Designer Toshiyuki Shimada is the author of several knitting books, many of which feature a wide range of patterns and styles. He is a virtuoso designer creating complex Aran and Fair Isle sweaters, colourful mittens and gloves using traditional Nordic knitting techniques, and delicate Shetland style lace. His books include New Style of Heirloom Knitting and Vintage Knitting in Tradition (out of print but well worth seeking out). View a selection of his designs knit by Ravelry members.

Often referred to as “The Prince of Knitting,” Mitsuharu Hirose has written several books of beautiful garment designs including several Let’s Knit Series, and Tunisian Crochet. In addition to his well-known design work, Mitsuharu Hirose is also highly regarded as a passionate teacher of knitting, crochet and lacework. Visit the Prince of Knitting web site.

Japanese knitting connections
With Japanese knitting books becoming more widely available, Western knitwear designers and teachers have been greatly influenced. The book Knitted Socks East and West by Judy Sumner was inspired by Japanese stitch patterns. Canadian designer Dorothy Siemens incorporates Japanese stitch patterns into many of her Fiddlesticks Knitting designs.
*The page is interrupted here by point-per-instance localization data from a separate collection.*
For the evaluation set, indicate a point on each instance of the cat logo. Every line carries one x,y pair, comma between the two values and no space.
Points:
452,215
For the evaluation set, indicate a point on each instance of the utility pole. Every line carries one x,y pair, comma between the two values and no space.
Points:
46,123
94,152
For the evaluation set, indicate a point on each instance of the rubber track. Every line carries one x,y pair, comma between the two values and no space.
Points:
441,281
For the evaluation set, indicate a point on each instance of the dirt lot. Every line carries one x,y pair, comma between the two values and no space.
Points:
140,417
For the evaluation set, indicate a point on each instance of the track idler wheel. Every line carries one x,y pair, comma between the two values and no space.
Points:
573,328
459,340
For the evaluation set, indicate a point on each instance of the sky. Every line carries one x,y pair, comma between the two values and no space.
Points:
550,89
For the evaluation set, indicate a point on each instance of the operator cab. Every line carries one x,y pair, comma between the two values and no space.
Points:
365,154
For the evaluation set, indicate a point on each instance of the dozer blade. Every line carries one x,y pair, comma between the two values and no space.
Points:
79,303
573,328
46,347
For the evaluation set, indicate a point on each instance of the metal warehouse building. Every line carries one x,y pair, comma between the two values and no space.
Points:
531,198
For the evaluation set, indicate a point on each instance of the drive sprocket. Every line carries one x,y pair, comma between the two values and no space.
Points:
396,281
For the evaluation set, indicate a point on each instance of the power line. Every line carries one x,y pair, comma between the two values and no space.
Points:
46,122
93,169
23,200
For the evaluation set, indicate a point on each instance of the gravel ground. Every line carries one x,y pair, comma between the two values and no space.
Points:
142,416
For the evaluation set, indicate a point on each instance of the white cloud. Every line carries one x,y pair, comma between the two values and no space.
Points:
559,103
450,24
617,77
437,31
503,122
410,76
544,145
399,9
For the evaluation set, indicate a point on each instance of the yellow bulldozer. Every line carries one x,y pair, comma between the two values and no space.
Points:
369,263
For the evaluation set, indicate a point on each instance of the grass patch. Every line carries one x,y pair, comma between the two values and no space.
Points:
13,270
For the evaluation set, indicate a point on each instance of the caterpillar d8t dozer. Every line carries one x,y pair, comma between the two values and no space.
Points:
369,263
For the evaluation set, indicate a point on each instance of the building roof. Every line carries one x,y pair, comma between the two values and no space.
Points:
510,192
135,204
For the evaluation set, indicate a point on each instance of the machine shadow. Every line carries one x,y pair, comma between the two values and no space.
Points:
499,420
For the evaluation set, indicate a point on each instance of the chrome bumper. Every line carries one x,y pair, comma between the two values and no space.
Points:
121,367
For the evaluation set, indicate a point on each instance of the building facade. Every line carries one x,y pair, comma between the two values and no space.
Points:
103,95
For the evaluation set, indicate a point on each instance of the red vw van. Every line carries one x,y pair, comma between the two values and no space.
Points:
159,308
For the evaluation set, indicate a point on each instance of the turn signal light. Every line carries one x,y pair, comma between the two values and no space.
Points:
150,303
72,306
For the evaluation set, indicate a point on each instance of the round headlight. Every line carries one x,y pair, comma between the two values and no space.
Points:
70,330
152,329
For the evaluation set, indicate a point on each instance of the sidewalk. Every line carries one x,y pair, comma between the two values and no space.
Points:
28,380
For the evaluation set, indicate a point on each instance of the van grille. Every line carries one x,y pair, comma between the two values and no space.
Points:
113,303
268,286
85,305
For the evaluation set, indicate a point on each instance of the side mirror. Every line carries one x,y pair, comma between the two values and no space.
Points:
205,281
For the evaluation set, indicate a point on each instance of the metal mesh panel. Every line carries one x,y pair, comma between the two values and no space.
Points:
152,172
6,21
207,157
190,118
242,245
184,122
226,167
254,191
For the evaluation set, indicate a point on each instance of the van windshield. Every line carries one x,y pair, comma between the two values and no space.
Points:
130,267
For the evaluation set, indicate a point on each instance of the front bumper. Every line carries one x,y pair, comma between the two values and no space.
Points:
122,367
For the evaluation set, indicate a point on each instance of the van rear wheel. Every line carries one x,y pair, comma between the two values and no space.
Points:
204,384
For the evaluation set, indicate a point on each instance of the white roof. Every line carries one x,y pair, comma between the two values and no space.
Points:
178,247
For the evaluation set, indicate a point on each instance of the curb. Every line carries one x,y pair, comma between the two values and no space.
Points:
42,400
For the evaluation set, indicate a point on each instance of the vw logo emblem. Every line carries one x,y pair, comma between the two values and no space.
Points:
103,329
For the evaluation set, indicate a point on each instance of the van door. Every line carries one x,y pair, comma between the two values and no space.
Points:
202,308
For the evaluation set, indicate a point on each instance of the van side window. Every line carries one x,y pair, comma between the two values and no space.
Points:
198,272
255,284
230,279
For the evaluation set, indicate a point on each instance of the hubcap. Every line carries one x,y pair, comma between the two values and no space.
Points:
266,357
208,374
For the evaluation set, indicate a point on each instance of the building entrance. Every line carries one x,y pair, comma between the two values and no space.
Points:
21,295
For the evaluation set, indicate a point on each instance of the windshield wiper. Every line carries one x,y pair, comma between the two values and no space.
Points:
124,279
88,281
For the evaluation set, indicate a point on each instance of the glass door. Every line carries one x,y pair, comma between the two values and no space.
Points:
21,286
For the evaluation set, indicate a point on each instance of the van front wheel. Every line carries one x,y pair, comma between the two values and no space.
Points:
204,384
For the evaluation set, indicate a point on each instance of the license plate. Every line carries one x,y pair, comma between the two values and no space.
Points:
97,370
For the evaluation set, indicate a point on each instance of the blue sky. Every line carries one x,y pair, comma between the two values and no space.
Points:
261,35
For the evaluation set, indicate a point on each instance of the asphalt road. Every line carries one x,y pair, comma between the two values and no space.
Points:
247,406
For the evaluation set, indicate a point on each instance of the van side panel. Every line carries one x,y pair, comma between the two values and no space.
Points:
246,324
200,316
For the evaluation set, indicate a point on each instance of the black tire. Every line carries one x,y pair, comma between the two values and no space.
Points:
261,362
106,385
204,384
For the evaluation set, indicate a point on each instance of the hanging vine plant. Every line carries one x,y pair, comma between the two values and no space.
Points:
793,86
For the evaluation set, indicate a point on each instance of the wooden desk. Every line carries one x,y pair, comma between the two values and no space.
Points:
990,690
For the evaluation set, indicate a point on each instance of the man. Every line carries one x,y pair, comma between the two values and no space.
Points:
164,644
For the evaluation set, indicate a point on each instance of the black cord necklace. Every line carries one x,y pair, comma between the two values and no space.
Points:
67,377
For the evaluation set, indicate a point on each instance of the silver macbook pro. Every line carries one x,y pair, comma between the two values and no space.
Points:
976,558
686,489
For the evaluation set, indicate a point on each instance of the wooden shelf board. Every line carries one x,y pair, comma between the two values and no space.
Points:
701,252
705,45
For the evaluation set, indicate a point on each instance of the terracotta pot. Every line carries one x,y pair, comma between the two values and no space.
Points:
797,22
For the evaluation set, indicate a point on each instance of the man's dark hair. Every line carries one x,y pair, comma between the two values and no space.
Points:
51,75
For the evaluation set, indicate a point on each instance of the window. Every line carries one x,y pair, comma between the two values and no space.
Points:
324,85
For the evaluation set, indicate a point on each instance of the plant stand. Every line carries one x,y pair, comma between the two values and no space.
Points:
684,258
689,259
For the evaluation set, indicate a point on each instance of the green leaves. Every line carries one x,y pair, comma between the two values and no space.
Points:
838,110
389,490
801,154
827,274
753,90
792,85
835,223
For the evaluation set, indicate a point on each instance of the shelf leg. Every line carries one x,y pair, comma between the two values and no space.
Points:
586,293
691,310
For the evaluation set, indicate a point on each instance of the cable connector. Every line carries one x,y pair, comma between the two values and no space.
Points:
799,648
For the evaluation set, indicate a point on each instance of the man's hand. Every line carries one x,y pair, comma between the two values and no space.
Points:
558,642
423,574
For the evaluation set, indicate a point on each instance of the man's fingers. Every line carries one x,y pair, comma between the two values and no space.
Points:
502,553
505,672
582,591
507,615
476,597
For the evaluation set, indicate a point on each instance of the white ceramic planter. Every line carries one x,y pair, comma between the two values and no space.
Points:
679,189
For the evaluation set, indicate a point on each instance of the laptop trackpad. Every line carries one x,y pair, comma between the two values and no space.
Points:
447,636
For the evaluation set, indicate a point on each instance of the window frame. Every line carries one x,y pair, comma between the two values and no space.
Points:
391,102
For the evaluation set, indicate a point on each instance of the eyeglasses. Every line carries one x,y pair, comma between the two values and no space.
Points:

Japanese knitting technique workshops in the US are taught by Donna Druchunas (US) and Gayle Roehm (US). Accredited teacher Jean Wong (Canada) teaches the Nihon Vogue Knitting Certification Courses in British Columbia (BC), Canada. I am envious of the lucky BC knitters!

It truly is a wonderful time to be a knitter. I hope you are both excited and encouraged to try your hand at Japanese knitting patterns. It was Western knitters who originally brought knitting to Japan. Over the decades Japanese knitters have spun their magic with yarn and needles, and it is we who now have so much to learn from them.

Deciphering the patterns
To get you off to a good start working with Japanese knitting patterns, here are some key tips:

  • Start with a simplified pattern which will help you to learn some of the basic chart symbols and pattern structure.
  • You will be translating the chart into your own instructions, and a notebook will help keep your notes and figures organized.
  • Go through the pattern charts noting measurements; find the key symbols for increase and decrease areas; read stitch pattern graphs; identify the pieces of the garment – everything you will need to translate and understand before you cast-on.
  • Note that most Japanese patterns are given in one size, or sometimes two (and this is often a small size compared to North American sizing) so it’s likely you will need to resize – having a good understanding of the pattern structure will give you a starting point for this.
  • After you have interpreted and knit a basic Japanese knitting pattern, the notes you made and the knowledge gained along the way will help you tackle that wonderful complex pattern that first caught your eye!